Clive Whittingham, 15 November 2019
From C21

The world of factual distribution is seeing rapid change, with new business models, complex, scripted-style financing deals, fluctuating prices and windowing rows. Clive Whittingham reports.

Factual distribution used to be so simple. Cheap to make and quick to turn around, a show would be commissioned and paid for in full by one broadcaster, produced by the prodco that pitched it, and then sold around the world in multi-hour batches by a distributor at the end.

No longer. Ambition and production values have gone up, partly driven by the arrival of streamers, as broadcasters’ programme budgets have gone down, requiring the sort of complex, multi-partner financing deals usually associated with drama to creep in. Traditional distributors have had to adapt.

Sales houses have moved from the end of the process to the beginning, and not just for pre-sales. Some have even started commissioning programming themselves.

The growth of streamers both large and small offers new places to sell, but new rows over windowing.


Distributors as commissioners

Harriet Armston-Clarke, division head at London-based TVF International, says: “It’s not quite as black and white as it may seem – in the vast majority of cases where a distributor has commissioned something, there are buyers lined up and it’s no-brainer content about Egypt, engineering or disasters.

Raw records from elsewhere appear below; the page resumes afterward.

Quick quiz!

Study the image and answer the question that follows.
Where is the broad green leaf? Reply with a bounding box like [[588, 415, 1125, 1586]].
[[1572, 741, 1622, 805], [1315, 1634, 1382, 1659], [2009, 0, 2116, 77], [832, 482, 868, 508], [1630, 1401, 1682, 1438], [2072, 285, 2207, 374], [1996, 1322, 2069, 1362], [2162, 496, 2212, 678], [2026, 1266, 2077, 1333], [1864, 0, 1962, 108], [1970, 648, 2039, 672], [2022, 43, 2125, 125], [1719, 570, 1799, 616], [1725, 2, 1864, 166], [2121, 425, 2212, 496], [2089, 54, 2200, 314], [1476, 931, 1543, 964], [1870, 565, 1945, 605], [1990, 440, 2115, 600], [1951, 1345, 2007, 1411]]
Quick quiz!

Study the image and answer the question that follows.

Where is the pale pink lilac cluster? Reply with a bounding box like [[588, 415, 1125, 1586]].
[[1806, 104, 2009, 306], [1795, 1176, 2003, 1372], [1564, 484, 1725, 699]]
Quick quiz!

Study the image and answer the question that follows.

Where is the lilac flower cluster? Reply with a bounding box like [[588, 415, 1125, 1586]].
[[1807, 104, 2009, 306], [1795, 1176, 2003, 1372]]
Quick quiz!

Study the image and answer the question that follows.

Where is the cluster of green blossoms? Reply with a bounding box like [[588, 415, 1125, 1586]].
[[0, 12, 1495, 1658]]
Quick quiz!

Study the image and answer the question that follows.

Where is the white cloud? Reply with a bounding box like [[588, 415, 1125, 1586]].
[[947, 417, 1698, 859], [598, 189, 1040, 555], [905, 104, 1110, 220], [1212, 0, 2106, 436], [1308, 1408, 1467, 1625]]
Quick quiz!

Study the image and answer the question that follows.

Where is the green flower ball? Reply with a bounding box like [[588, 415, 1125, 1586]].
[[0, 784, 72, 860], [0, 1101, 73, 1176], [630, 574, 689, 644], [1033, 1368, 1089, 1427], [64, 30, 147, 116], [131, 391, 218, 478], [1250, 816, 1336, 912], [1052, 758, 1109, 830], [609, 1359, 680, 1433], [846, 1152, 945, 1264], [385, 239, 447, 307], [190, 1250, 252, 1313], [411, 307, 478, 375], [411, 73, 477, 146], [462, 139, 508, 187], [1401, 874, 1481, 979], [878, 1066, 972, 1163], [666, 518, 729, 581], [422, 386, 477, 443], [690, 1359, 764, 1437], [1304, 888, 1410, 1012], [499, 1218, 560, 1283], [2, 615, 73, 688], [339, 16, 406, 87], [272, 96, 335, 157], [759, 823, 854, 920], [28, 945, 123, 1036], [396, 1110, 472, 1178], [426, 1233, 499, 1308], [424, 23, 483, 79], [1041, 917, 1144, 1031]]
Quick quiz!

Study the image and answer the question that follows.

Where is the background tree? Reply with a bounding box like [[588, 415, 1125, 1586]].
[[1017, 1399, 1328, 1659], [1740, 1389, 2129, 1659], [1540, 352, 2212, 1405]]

“It is something we would do. We already coproduce fairly regularly with partners, but I err slightly on the side of caution. We’re not programme makers, and although these topics are universally interesting, it has to be a really good, high-quality show and be compelling because there’s so much content around.”


Content pipeline

TVF’s Armston-Clarke has found joy in scouting off the beaten track. “We’re very focused on local and authentic content and we’ll go out and find that everywhere,” she says. “If the original language isn’t English, we’ll invest and make an international version. We’ve just picked up a new 50-part travel series originally in Bulgarian. We live in a multicultural, multi-ethnic world, so we’re finding that things like a Singaporean cooking series, which we maybe picked up because we thought it would do well around Asia, is actually selling further afield.

“I don’t think content is drying up. We’re swimming in a sea of it – the key is trying to find the good stuff among that.”